En este espacio se incluye las miles de dietas que aparecen y
difunden según modas, sin aval científico ni empírico
alguno,
11) Podría
agregar malestar en el orden de la economía, por la articulación
de varios ítems previos, disminución de la productividad,
ausentismo, dispersión, mayor consumo de comida chatarra,
dificultad en hallar talles en ropas convencionales etc.
Privilegiado
malestar, que se agota en el malestar mismo, dado que la sociedad
no toma seriamente esta problemática, y los profesionales
que la abordan suelen hacerlo desde un lugar prioritariamente
sectorial, olvidando la integridad del sujeto que la padece y
perdiendo la riqueza de un encuentro global y particularmente
interdisciplinario.
Que
le pasa al sujeto obeso?
El sujeto
obeso, es ante todo un ser que sufre su enfermedad, que siente
y lo hacen sentir como responsable voluntario de la misma, y por
lo tanto acumula culpas y vergüenza, que se manifiestan en
la mayor parte de actos vitales, incrementándose especialmente
en la acción misma de comer, produciéndose conductas
atípicas como comilonas a escondidas, lentificación
extrema o aceleración inusual del ritmo de la ingesta en
espacios compartidos, alternancia en las cantidades y calidades
de alimentos a ingerir de acuerdo a las circunstancias sociales
e individuales, instalación de mentiras en torno al tema,
siendo que el alimento mismo termina siendo el eje de la vida
del obeso.
Es víctima
de la agresión y burla la de la sociedad, la que ejerce
muchas formas de discriminación, en ropa, espacios públicos,
desarrollándose en el obeso pérdida de la autoestima,
incremento de sentimientos de frustración, acrecentamiento
de ansiedad, amplificación de inseguridad, aumento de sentimientos
de rechazo y auto rechazo, replegándose muchas veces sobre
si mismo mediante el aislamiento, o defendiéndose de este
malestar con conductas pintorescas –“el gordito simpático”

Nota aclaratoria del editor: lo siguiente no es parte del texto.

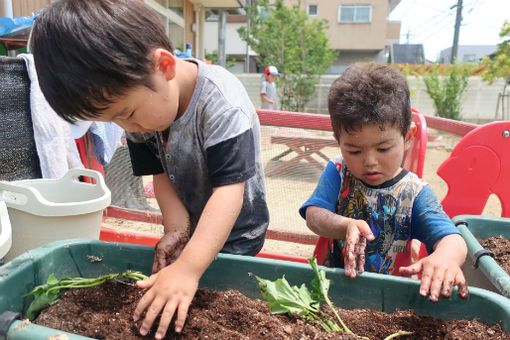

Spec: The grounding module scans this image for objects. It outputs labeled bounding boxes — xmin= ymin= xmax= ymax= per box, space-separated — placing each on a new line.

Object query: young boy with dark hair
xmin=299 ymin=65 xmax=468 ymax=302
xmin=260 ymin=66 xmax=280 ymax=110
xmin=31 ymin=0 xmax=269 ymax=339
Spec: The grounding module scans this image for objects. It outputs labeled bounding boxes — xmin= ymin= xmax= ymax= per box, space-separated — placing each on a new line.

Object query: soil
xmin=480 ymin=235 xmax=510 ymax=275
xmin=35 ymin=282 xmax=510 ymax=340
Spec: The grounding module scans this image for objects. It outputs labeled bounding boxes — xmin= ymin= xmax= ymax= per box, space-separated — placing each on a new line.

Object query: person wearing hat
xmin=260 ymin=66 xmax=280 ymax=110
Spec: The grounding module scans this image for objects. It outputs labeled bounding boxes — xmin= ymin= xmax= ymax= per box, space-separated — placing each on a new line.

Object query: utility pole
xmin=244 ymin=0 xmax=251 ymax=73
xmin=218 ymin=8 xmax=227 ymax=67
xmin=451 ymin=0 xmax=462 ymax=64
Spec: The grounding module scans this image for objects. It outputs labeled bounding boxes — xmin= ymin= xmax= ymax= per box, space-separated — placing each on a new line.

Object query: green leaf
xmin=23 ymin=270 xmax=147 ymax=320
xmin=255 ymin=275 xmax=318 ymax=315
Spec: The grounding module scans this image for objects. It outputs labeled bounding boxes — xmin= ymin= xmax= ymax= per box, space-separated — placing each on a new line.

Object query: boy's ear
xmin=404 ymin=122 xmax=418 ymax=150
xmin=333 ymin=130 xmax=340 ymax=144
xmin=152 ymin=48 xmax=175 ymax=80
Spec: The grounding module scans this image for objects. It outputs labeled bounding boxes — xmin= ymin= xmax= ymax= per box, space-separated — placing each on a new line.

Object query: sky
xmin=389 ymin=0 xmax=510 ymax=61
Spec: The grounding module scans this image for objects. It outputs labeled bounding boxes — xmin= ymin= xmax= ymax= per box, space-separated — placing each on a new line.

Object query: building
xmin=204 ymin=0 xmax=400 ymax=74
xmin=388 ymin=44 xmax=425 ymax=64
xmin=0 ymin=0 xmax=245 ymax=59
xmin=294 ymin=0 xmax=400 ymax=73
xmin=439 ymin=45 xmax=497 ymax=64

, también pueden adoptar modalidades de extrema sumisión,
aceptando pasivamente las diferentes propuestas –“el
gordo bueno”- a fin de contrarrestar el malestar y mantener
un lugar en el medio.
Siente vergüenza
de su cuerpo, el que cubre -muchas veces - con ropajes en forma
inversa al clima estacional, o sea desabrigado en invierno a fin
de disminuir el volumen y en verano con algún resguardo
que evite mostrarse abiertamente. Si son jóvenes o adultos,
repercute en todos los vinculos y por ende, tambien en la sexualidad.

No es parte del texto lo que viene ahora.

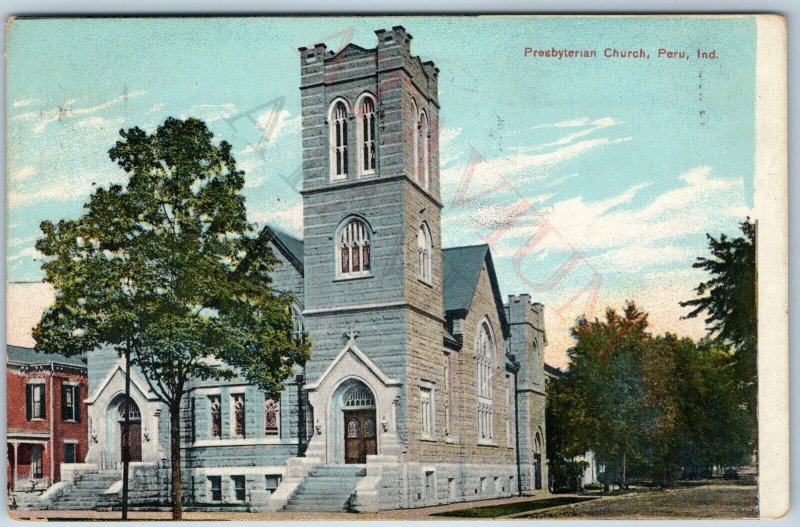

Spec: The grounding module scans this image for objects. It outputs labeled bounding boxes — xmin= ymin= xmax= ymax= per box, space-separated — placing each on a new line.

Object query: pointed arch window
xmin=336 ymin=218 xmax=371 ymax=278
xmin=475 ymin=321 xmax=496 ymax=442
xmin=264 ymin=398 xmax=281 ymax=435
xmin=417 ymin=223 xmax=433 ymax=284
xmin=416 ymin=111 xmax=430 ymax=190
xmin=292 ymin=305 xmax=306 ymax=338
xmin=358 ymin=95 xmax=376 ymax=175
xmin=329 ymin=100 xmax=348 ymax=179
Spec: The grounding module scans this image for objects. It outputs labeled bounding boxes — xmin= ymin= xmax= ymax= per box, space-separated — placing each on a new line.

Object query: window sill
xmin=417 ymin=276 xmax=433 ymax=289
xmin=333 ymin=272 xmax=375 ymax=282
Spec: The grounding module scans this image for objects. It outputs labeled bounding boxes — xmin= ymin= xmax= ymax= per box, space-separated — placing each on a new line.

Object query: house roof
xmin=442 ymin=244 xmax=508 ymax=336
xmin=261 ymin=225 xmax=304 ymax=275
xmin=6 ymin=344 xmax=86 ymax=368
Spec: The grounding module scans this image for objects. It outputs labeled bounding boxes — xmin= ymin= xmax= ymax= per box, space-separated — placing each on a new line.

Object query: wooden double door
xmin=344 ymin=408 xmax=378 ymax=463
xmin=119 ymin=420 xmax=142 ymax=461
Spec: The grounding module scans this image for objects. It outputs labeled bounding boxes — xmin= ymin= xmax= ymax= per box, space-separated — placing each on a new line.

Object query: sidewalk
xmin=10 ymin=494 xmax=572 ymax=522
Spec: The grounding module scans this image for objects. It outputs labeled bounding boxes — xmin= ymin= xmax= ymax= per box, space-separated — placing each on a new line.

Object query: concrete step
xmin=284 ymin=465 xmax=366 ymax=512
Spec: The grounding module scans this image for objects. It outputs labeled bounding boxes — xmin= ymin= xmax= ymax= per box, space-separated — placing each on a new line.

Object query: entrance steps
xmin=48 ymin=470 xmax=122 ymax=510
xmin=283 ymin=465 xmax=367 ymax=512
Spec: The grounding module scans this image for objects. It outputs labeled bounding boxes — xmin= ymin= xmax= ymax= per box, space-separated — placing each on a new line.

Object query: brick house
xmin=6 ymin=345 xmax=88 ymax=491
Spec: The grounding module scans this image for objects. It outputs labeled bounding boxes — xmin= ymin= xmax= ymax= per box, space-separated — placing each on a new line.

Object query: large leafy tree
xmin=547 ymin=303 xmax=749 ymax=488
xmin=681 ymin=218 xmax=758 ymax=450
xmin=34 ymin=118 xmax=309 ymax=519
xmin=548 ymin=303 xmax=652 ymax=488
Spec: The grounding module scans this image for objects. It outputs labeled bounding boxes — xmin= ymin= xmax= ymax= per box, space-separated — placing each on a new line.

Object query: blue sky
xmin=7 ymin=17 xmax=756 ymax=364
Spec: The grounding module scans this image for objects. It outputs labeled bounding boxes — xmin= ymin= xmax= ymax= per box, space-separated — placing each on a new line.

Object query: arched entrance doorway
xmin=117 ymin=398 xmax=142 ymax=462
xmin=342 ymin=382 xmax=378 ymax=463
xmin=533 ymin=431 xmax=542 ymax=490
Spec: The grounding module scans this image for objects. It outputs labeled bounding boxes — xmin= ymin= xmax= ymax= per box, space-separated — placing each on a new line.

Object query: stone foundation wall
xmin=353 ymin=460 xmax=545 ymax=512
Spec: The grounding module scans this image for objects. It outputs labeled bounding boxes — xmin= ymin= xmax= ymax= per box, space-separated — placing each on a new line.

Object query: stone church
xmin=51 ymin=26 xmax=547 ymax=511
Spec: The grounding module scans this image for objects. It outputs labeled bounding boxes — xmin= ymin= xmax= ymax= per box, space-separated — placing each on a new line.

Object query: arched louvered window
xmin=292 ymin=306 xmax=306 ymax=337
xmin=417 ymin=223 xmax=433 ymax=284
xmin=117 ymin=399 xmax=142 ymax=421
xmin=329 ymin=100 xmax=348 ymax=179
xmin=358 ymin=95 xmax=375 ymax=175
xmin=264 ymin=398 xmax=281 ymax=435
xmin=344 ymin=384 xmax=375 ymax=410
xmin=475 ymin=321 xmax=496 ymax=441
xmin=416 ymin=111 xmax=430 ymax=189
xmin=336 ymin=218 xmax=371 ymax=278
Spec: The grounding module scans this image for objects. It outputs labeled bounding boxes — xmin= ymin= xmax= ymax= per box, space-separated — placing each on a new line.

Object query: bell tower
xmin=299 ymin=26 xmax=444 ymax=460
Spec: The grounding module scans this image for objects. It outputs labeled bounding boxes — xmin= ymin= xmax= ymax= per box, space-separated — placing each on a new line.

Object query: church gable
xmin=442 ymin=245 xmax=508 ymax=336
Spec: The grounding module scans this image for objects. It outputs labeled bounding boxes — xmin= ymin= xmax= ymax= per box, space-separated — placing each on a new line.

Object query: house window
xmin=25 ymin=383 xmax=47 ymax=421
xmin=475 ymin=321 xmax=496 ymax=441
xmin=266 ymin=474 xmax=281 ymax=494
xmin=420 ymin=388 xmax=434 ymax=438
xmin=358 ymin=95 xmax=375 ymax=175
xmin=31 ymin=445 xmax=44 ymax=479
xmin=329 ymin=100 xmax=347 ymax=179
xmin=264 ymin=399 xmax=281 ymax=436
xmin=416 ymin=111 xmax=430 ymax=189
xmin=336 ymin=218 xmax=370 ymax=278
xmin=425 ymin=470 xmax=436 ymax=499
xmin=231 ymin=476 xmax=246 ymax=501
xmin=61 ymin=383 xmax=80 ymax=422
xmin=64 ymin=443 xmax=78 ymax=463
xmin=417 ymin=223 xmax=432 ymax=284
xmin=208 ymin=395 xmax=222 ymax=437
xmin=208 ymin=476 xmax=222 ymax=501
xmin=231 ymin=393 xmax=245 ymax=437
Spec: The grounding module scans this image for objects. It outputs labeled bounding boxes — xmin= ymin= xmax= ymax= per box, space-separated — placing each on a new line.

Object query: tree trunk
xmin=619 ymin=452 xmax=628 ymax=490
xmin=169 ymin=402 xmax=183 ymax=520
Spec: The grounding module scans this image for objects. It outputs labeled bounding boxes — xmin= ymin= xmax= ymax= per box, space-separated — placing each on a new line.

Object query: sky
xmin=6 ymin=17 xmax=756 ymax=366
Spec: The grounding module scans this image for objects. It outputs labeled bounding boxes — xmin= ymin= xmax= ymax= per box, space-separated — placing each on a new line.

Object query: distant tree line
xmin=547 ymin=218 xmax=757 ymax=489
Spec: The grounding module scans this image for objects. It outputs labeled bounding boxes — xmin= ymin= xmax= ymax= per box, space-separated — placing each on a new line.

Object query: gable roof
xmin=6 ymin=344 xmax=86 ymax=368
xmin=442 ymin=244 xmax=508 ymax=336
xmin=261 ymin=225 xmax=304 ymax=276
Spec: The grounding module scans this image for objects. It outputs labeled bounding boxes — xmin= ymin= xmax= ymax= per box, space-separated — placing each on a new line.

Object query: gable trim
xmin=305 ymin=340 xmax=402 ymax=390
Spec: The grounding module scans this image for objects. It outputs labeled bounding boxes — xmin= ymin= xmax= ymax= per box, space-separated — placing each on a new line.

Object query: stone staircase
xmin=283 ymin=465 xmax=367 ymax=512
xmin=48 ymin=470 xmax=122 ymax=510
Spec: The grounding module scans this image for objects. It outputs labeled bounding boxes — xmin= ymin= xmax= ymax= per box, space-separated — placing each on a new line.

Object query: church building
xmin=49 ymin=26 xmax=547 ymax=511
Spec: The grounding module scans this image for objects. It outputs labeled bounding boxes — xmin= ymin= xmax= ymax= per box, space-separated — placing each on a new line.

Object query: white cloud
xmin=8 ymin=170 xmax=119 ymax=209
xmin=6 ymin=247 xmax=44 ymax=262
xmin=184 ymin=102 xmax=238 ymax=124
xmin=441 ymin=137 xmax=632 ymax=199
xmin=11 ymin=91 xmax=146 ymax=134
xmin=6 ymin=282 xmax=55 ymax=346
xmin=75 ymin=115 xmax=125 ymax=130
xmin=238 ymin=109 xmax=301 ymax=155
xmin=9 ymin=165 xmax=36 ymax=183
xmin=12 ymin=98 xmax=42 ymax=108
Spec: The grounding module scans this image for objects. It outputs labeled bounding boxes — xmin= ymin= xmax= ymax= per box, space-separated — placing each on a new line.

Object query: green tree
xmin=681 ymin=218 xmax=758 ymax=452
xmin=34 ymin=118 xmax=309 ymax=519
xmin=548 ymin=302 xmax=653 ymax=488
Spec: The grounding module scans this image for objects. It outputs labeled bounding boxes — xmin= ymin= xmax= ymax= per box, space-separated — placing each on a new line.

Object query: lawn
xmin=431 ymin=496 xmax=597 ymax=518
xmin=524 ymin=484 xmax=758 ymax=519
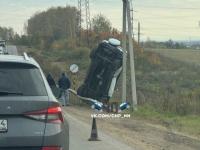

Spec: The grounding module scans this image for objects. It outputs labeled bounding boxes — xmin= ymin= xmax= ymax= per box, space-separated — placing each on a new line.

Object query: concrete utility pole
xmin=138 ymin=22 xmax=140 ymax=46
xmin=78 ymin=0 xmax=91 ymax=46
xmin=122 ymin=0 xmax=127 ymax=103
xmin=127 ymin=0 xmax=137 ymax=110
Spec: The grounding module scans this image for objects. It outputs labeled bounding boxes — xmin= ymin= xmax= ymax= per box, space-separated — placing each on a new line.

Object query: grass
xmin=133 ymin=105 xmax=200 ymax=138
xmin=146 ymin=48 xmax=200 ymax=64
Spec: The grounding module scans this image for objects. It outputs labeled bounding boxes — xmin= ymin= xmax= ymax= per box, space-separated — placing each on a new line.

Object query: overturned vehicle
xmin=77 ymin=39 xmax=123 ymax=103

Si se trata de niños, se instalan inhibiciones en las actividades
lúdicas con compromiso corporal. O sea disimula su sensación
térmica, su hambre, su angustia, su personalidad, su frustración,
esconde y potencia las causales de su patología.
Entonces,
el precio que paga el obeso por su enfermedad es una condena que
abarca y compromete todos sus aspectos vitales osea la vida misma.
Que
hacer?
Las causas
de la obesidad suelen ser múltiples, desde factores genéticos,
biológicos, ambientales y/ o psicológicos, o la
combinación de varios, resolverlos implicará también
la misma multiplicidad.
Independientemente
a las generalidades indicadas en párrafos anteriores, lo
importante no es la enfermedad sino los enfermos, y en este sentido
la obesidad no es la excepción.
Ante cada
paciente lo indispensable es una evaluación singular, detallada,
estricta de todas las áreas de compromiso, bio psico socio
cultural, adecuando el o los tratamientos a cada sujeto o grupo
en particular, con el aporte especifico de cada una de las disciplinas
en cuestión, abordando la temática desde el trabajo
interdisciplinario, el que asegurará resultados efectivos
y permanentes.
No debemos
olvidar que el descenso de peso por si solo no es la solución,
todos sabemos de reincidencias y efectos rebote, que los tratamientos
grupales son adecuados para algunas personas siempre y cuando
afronten sus dificultades psicológicas, y que los tratamientos
psíquicos sin la cobertura de lo nutricional y social tampoco
son suficientes. No desconozcamos que muy pocas personas están
exentas de padecer esta enfermedad, la por el momento no tiene
cura definitiva. Flagelo en que la recuperación –como
en otras adicciones- es del día a día, comida por
comida, palabra por palabra, en definitiva persona por persona.